There they were, broad-shouldered and glistening in their yellow and orange spandex hiking shirts and their glove-tight shoes that fit around each individual toe, looking like Olympic champions, or at least like very tough, adventurous Germans. They nodded their heads in greeting as they passed us on the trail, taking advantage of the fact that I’d stopped yet again to increase their speed on their way to the top. I can only imagine what they were thinking: “Das arme mädchen” (Poor girl that can’t even walk two steps without getting winded. Poor, fat Americans). “Erbärmlich fett Amerikaner.”

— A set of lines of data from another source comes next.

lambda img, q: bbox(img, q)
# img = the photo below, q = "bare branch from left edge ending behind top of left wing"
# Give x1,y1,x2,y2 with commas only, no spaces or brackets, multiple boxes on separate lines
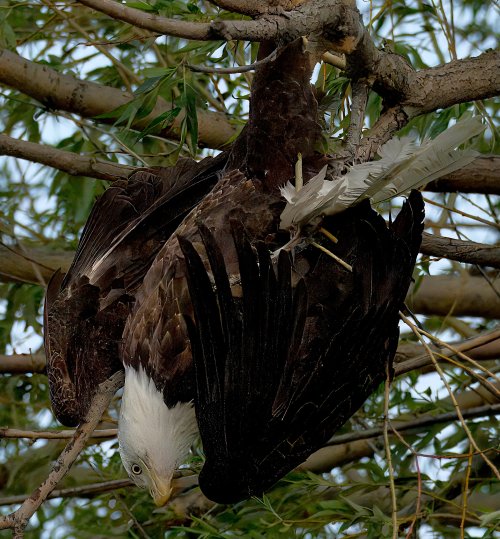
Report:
0,133,135,181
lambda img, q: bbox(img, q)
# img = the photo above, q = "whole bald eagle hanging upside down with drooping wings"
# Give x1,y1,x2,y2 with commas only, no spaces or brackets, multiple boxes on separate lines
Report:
46,40,482,505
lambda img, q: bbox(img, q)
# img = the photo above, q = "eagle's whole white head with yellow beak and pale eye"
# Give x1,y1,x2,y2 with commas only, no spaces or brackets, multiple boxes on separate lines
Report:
118,367,198,506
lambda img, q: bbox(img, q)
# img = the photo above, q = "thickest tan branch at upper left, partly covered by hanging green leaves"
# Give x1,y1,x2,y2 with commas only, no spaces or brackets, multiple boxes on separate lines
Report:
0,48,236,148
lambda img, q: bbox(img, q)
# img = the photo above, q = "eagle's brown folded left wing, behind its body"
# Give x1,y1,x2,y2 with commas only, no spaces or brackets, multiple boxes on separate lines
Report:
44,154,226,425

Oh no. They might beat us in the Luge at the Olympics, but they were not going to beat this poor American girl to the top of this angelic cliff. So I started huffing and puffing my way up, refusing to take breaks as often as I did before and refusing to take as many pictures. They led us for much of the way, until we got past the switchbacks and got to the real angelic part of the trail–angelic because you need angels holding you up so you won’t fall to your death over the sides. You see, the last half mile of Angel’s Landing is all hefty let’s-climb-up-the-cliff-face-with-chains action, where there are sheer drops on either side of you and almost no room for passing. My greed for conquering the Germans somehow overcame my fear of falling thousands of feet to my death, and Matt and I pressed forward toward the top.

Yet, somehow, impossibly, the last half mile seemed longer than the other 4.5 combined–the hidden angel at the top of her landing, fanning out her wings, was always elusively above me, never right in front of me. Until, that is, we passed the Germans. With only feet to spare until we reached the top, we passed the muscled “Lars” and “Fronk” (my names for them, their real names shall remain undisclosed), and the first thing Matt said to me as we stepped onto the landing that gave us staggering views of the valley below was, ‘We beat the Germans! We beat the Germans!’

I knew we were meant to be together.

Anyway, I’ll try not to drag out my story too much longer, but I do have one more little tidbit of Challenge fun–while Matt and I ate our melting pastrami-and-cheese sandwiches at the top and enjoyed the sun burning our faces, there were ten or so pesky squirrels that just seemed a little too familiar with humankind for comfort; they would scamper right up to my knees with their paws up and their teeth muttering, “Feed me! Feed me!” I tried to see if I could shove them off the cliff to see if they were flying squirrels, but they were too quick for me. (They were apparently pretty stupid too, since they kept coming back). Anyway, we’d shoo-ed them towards more squirrel-friendly hikers and were trying to enjoy our picnic when all of a sudden, my thumb, which had been resting along with the rest of my hand on the sun-warmed sandstone, felt a sharp pain that seemed to shoot quickly from my toes to my head in a split second.

I whipped my head around to find the culprit–a sniggering, sneaky squirrel was just scampering over the cliff, his bushy tail a mark of defiance.

Matt didn’t believe me at first until he saw the red mark. Then he threatened to kill all the squirrels within a 20-foot radius. Ah, that’s my man–always willing to beat up a two-pound furry creature for me. Isn’t he charming? While my thumb did an awkward little throb-numb-throb dance for me, I took about two seconds to worry about whether or not I could have gotten rabies. But, after careful inspection of the wound site, I shrugged my shoulders and took another sip of Gatorade.

And that, my friends, is the story of how I threw down a mountain, narrowly escaped rabies, and quite positively beat some Germans.

Hope you ynjoy the pictures below. And next time you’re out hiking, watch out for those squirrels—they can be deadly.

This is what the last half-mile looked like. Yes, I did in fact hike all the way up that 🙂

Lars and Fronk (aka, the Germans)

The view from the top!

The “Why-Yes-I-DID-Just-Throw-That-Mountain-Down-Thank-You” pose

Where the squirrel bit me. You can’t see it in this picture, but he did.

Change It Up Succesful: Yes. Although not a hike for the fainthearted, the view at the top of Angel’s Landing is definitely worth the grueling hike. However, make sure to bring along plenty of water, plenty of squirrel poison, and plenty of good-natured competitive feelings towards foreigners to make the ride the most thrilling it can be.